A large team led by researchers at Boston hospitals recently reported a surprising result: a common variation in a gene was associated with being an early bird, and with the time of day people died.
Given how many things affect when we wake up — not to mention all the experiences accumulated over a lifetime that contribute to how and when we die — it seems a little crazy that a single gene could be meaningfully linked to those complicated traits.
But over the years, it has become increasingly clear that our bodies run on their own clocks and that health is inextricably linked to those rhythms. Shift workers forced to adopt a schedule wildly out of rhythm with a typical day raise their risk of obesity and diabetes. Heart attacks have a propensity to strike in the morning and asthma attacks at night. A growing body of evidence suggests giving cancer drugs at specific times of day can make a therapy’s side effects less harsh.

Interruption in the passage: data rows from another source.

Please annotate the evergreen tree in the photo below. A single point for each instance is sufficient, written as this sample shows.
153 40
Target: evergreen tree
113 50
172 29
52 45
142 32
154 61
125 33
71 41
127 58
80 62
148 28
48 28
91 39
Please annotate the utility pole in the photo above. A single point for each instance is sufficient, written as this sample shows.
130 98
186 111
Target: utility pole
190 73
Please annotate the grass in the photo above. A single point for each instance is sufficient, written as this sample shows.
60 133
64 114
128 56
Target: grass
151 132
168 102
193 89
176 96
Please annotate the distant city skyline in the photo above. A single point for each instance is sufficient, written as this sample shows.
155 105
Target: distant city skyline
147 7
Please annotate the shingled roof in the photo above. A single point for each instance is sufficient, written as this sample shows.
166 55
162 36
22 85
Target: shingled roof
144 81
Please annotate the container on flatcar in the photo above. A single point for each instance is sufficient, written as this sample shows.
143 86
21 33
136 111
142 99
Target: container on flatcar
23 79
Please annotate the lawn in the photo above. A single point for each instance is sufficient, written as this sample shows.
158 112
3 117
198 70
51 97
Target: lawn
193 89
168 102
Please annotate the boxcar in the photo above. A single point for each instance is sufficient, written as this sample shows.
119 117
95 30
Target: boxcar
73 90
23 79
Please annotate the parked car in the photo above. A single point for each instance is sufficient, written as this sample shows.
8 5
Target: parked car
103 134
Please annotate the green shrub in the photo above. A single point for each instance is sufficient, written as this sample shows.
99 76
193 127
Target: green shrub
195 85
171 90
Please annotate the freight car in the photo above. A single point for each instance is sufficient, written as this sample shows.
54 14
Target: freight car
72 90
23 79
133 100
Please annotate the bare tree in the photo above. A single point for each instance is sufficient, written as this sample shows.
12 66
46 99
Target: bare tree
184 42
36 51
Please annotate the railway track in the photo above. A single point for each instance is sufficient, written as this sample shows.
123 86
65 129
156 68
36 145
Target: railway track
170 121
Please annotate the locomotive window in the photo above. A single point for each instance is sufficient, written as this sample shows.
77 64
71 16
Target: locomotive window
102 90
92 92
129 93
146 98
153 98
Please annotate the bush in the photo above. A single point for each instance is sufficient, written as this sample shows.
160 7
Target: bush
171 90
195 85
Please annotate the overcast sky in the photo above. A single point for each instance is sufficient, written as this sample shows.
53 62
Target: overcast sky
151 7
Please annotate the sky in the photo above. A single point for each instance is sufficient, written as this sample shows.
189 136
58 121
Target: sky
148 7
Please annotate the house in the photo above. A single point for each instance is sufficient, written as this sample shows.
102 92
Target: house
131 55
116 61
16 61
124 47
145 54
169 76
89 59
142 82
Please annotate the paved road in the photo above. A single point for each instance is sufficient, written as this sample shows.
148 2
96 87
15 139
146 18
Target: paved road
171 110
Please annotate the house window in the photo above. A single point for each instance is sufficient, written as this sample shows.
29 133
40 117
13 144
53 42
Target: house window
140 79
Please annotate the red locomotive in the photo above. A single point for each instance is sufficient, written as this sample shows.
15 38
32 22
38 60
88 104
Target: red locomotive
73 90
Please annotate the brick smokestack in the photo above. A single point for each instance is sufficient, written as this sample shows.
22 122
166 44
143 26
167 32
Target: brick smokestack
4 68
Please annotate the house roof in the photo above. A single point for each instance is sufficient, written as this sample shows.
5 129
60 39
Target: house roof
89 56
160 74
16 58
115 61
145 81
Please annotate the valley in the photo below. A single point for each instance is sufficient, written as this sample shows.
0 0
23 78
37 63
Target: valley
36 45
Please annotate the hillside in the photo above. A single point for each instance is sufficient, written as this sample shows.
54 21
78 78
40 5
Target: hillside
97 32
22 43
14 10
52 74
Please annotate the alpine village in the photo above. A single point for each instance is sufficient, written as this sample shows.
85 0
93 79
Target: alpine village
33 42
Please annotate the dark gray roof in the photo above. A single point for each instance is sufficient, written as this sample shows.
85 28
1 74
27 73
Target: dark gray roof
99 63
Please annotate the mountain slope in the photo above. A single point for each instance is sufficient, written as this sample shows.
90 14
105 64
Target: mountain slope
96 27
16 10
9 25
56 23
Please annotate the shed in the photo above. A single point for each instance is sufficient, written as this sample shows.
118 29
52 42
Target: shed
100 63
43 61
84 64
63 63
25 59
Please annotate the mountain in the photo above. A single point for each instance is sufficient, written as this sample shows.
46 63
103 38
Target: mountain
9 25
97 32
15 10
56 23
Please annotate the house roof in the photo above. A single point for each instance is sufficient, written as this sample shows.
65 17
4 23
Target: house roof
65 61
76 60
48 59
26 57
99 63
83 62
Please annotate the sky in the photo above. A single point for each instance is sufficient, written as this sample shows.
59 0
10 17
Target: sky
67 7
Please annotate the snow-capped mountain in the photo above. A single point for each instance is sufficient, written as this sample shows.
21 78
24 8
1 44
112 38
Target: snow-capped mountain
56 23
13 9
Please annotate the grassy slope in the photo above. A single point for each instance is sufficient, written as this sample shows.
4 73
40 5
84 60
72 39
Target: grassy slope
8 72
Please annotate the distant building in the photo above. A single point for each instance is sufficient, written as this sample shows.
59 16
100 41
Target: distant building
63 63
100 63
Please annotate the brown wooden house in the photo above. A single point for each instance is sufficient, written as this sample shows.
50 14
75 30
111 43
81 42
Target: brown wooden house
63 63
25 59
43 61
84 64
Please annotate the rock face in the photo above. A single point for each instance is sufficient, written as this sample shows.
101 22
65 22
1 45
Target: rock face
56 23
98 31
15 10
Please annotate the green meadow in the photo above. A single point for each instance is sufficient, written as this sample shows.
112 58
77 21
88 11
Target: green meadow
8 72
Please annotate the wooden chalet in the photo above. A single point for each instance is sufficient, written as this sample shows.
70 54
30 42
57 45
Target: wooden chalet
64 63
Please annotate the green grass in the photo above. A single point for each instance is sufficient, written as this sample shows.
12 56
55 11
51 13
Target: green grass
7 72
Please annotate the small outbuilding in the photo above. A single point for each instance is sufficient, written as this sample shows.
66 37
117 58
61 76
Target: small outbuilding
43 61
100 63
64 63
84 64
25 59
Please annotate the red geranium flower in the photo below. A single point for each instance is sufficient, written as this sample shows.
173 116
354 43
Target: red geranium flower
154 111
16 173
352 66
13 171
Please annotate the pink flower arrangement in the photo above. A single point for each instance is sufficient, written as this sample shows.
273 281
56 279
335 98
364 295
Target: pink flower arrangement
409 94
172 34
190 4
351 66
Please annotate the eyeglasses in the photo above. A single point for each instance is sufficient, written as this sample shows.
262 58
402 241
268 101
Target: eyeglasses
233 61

The scientists who published the new findings in the Annals of Neurology said the research needs to be repeated in a larger group of people to see whether it holds up. They acknowledged that a complex trait such as being a night owl or dying at dusk rather than midday would probably have many contributions, not just one gene. But, given the importance of our body’s natural rhythms, they and others argue, it is important to try and unravel the biology of the clock.
“What you’d like to do is you’d like to see if there’s some predictive value here,” said Dr. Clifford Saper, chief of neurology at Beth Israel Deaconess Medical Center, and a coauthor. “Could you predict who would be able to adjust to a job that requires that you start at 6 a.m.? . . . Would you be able to pick your job based on knowing your” genetic predisposition.
Researchers not involved in the study said it was a fascinating result, but just a first step in teasing out how the human body clock works and what effect upsetting the clock can have.